中国軍の制服組トップ、「戦争を準備せよ」と檄、尖閣、南シナ海の領土・領海問題で

 

5月29日付のNews-logのブログで、台湾の聯合晩報(夕刊=5月26日付)が「中国軍が戦闘機で尖閣諸島まで12分で到達できる福建省沿海部に軍用基地をほぼ完成させた」と報じた、と書いた。新型戦闘機「殲10(J-10)」や「Su-30(スホーイ30)」、無人攻撃機、S-300長距離地対空ミサイルなどが配備されたもようで、台湾軍関係者は尖閣問題など「東シナ海有事」に備えた最前線基地と語っているというものだ。

中国のメディアが最近、この情報を裏付けるようなニュースを報道している。中国国営新華社電(6月8日)や党機関紙「人民日報」(6月11日付)によると、中国軍の制服組トップ、郭伯雄・中央軍事委員会副主席がこのほど、中国海軍の調査研究会という会合で、「国家主権や領土・領海を守るために、軍事闘争の準備を深め、戦争を準備せよ」などと檄を飛ばしたというのだ。

具体的には、南シナ海域でスカロボー群島をめぐって係争中のフィリピンや南シナ海に駐留する予定の米海兵隊、あるいは尖閣諸島周辺で活動している「日本の右翼」を指している。とりわけ、尖閣諸島について、郭伯雄副主席は「戦争の準備をして、日本の右翼の目を覚まさせて、石などを(尖閣に)運搬させることないようにしなければならない。釣魚島(尖閣諸島の日本名)は中国の核心的利益であり、中国の官兵は日本人の好きなようにさせてはならない」などと激烈な表現で、戦争準備の必要性を強調している。

アモイ市内を望見する=筆者撮影)

さらに、郭伯雄副主席はアメリカ軍は将来的に60%の艦船をアジア太平洋地域に派遣することになろうと予測し、〝米中決戦〟の可能性にも言及しているほどだ。

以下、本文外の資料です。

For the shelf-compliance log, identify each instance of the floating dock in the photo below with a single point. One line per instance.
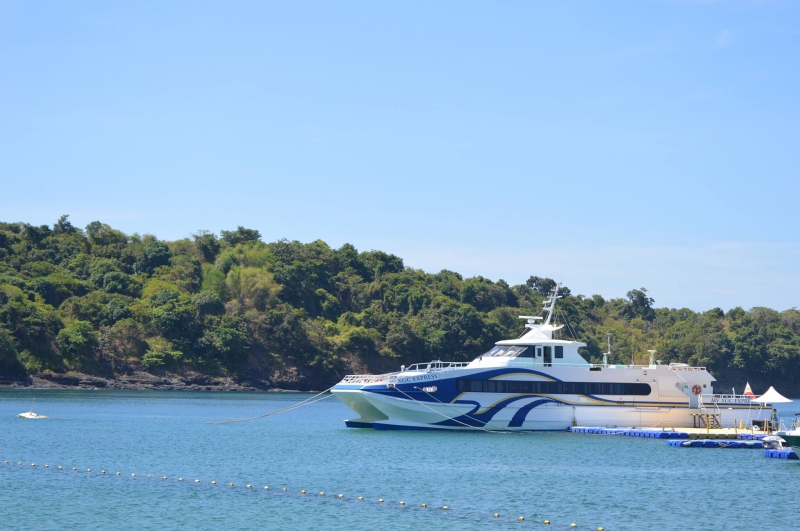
(676, 434)
(706, 443)
(786, 453)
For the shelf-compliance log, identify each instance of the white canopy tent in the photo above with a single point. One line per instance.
(772, 397)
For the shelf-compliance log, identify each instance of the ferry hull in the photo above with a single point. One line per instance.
(484, 412)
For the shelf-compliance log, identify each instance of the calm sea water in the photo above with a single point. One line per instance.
(617, 483)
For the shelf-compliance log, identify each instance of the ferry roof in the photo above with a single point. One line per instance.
(523, 341)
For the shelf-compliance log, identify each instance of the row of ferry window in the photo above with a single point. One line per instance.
(553, 388)
(524, 352)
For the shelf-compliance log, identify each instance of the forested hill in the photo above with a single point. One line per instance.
(286, 314)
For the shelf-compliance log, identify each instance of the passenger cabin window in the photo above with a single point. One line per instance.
(514, 351)
(553, 388)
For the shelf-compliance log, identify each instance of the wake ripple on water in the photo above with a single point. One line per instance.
(617, 483)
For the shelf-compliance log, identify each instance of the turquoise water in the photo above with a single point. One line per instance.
(618, 483)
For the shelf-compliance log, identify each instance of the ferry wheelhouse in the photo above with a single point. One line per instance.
(536, 382)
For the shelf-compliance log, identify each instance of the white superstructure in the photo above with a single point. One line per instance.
(536, 382)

また、私の知り合いの香港の中国専門家によると、中国の外交政策を決定する最高機関「中国共産党外事工作指導小組(グループ)」が4月中旬、北京で開かれ、同小組の正規メンバーではない中央軍事委員会副主席を兼務する習近平・国家副主席ら3人の軍事委副主席が出席し、尖閣諸島(中国名・釣魚台)問題や南沙、西沙問題など、東シナ海や南シナ海の領土・領海問題で、「軍事的手段も辞さず」との強硬意見が出された。特に、南シナ海の南沙諸島問題などでは、米軍がオーストラリアに駐留し、領土問題に介入する姿勢を示しているので、中国軍は米政府に極めて強い警戒心を抱いているようだ。習近平氏ら軍首脳も対米、対日問題でかなり警戒しているのではないかと思われる。

さらに、会議で軍事委副主席メンバーは異口同音に、石原慎太郎・東京都知事が打ち出した尖閣諸島(中国名・釣魚台)の買収計画や、オバマ政権が南シナ海の係争地帯付近の島に海兵隊を駐留させる計画に強く反発。「計画が実現のものとなれば、解放軍は軍艦を派遣し、それらの島々を実効支配すべきだ」と語り、軍事的対抗策をとる必要性を強調。さらに、会議では相手国に「中国領」であることを認めさせるためには、周辺海域に軍艦や漁業監視船、資源探査船などの艦船を頻繁に派遣し、相手国を絶えず威嚇することも決定したという。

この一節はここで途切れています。